The result of running the image pipeline on test images in the test_images
folder is shown below:
Input: test1.jpg
Input: test2.jpg
Input: test3.jpg
Input: test4.jpg
Input: test5.jpg
Input: test6.jpg
For the purpose of processing videos, there were two main modifications done to ensure
smooth transition between frames. Firstly, the polynomial coefficients were maintained
over a window of 5 frames. This was done using the class PolyMovingAverage
.
Further, for a new frame the histogram search was done in the vicinity of the pixels
found in the previous frame. A filter condition was used for resetting the moving
average or the histogram search, namely, the lane breadth computed had to be in the range
of 3, and 3.9.
Further, if the norm of the coefficents for the polynomial in the new frame differed by more than 10% to the norm of the average coefficients, then the moving average was reset.

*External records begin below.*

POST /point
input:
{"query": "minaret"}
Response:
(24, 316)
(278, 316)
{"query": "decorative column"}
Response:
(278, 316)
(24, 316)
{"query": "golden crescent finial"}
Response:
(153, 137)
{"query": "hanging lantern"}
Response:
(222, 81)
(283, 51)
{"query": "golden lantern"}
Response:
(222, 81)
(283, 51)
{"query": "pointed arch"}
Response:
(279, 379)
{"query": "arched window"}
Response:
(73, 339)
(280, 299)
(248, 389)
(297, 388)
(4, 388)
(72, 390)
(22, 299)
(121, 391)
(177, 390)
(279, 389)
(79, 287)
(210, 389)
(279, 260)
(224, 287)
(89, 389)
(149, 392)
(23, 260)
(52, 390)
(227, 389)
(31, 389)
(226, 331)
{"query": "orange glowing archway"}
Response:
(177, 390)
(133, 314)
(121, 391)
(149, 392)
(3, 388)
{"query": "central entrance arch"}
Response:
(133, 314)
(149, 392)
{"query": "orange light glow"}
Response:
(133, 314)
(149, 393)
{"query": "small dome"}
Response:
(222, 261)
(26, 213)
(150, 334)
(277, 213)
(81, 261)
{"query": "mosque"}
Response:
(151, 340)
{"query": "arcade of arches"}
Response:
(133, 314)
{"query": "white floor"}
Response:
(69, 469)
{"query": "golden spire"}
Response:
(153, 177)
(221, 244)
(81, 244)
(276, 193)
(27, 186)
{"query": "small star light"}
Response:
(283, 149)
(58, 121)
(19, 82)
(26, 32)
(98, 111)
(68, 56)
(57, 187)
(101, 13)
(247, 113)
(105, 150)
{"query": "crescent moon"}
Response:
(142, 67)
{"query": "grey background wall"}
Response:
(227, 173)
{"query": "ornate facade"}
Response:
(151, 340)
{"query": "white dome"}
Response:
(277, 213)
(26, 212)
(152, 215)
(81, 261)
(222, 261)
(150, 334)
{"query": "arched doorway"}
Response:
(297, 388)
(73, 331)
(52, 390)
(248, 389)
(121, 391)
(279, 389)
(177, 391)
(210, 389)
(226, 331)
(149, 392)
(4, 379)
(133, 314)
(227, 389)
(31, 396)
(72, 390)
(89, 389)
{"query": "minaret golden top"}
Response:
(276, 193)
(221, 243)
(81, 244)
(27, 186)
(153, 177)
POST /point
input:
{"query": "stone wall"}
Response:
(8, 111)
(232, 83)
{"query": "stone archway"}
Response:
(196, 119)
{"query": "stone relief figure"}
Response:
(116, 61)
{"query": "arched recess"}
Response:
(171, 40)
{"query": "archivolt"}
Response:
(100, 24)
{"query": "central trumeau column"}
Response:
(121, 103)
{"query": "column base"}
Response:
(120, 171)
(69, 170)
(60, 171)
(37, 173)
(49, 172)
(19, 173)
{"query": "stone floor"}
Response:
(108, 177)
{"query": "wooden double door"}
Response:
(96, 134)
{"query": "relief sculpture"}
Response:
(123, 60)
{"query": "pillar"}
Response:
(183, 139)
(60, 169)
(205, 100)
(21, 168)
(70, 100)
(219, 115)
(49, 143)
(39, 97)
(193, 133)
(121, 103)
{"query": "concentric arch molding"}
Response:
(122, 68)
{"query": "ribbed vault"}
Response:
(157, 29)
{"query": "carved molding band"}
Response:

The video pipeline performed very well on the project video, see the result below. video1
However, it had difficulty in handling the challenge videos, video2, video3.
While the pipeline works well for the project video, there are issues in processing the challenge videos. In one of the challenge videos a portion of the shoulder had a white portion and was mistaken for a lane boundary. This indicates that color and gradient thresholds perhaps need more tuning. Another possibility is to explore different color spaces.
The other main problem, I think is the transition portion of the moving average approach to maintain polynomial coefficients. It should be more smoothly adaptive, instead of resetting the window size. Currently, I only check the lane breadth and coefficient norm, I think a better approach would also involve curvature. If the curvature is too large then road is almost straight and one can use a larger window, if the curvature is small then the road is changing potentially and we need a smaller window.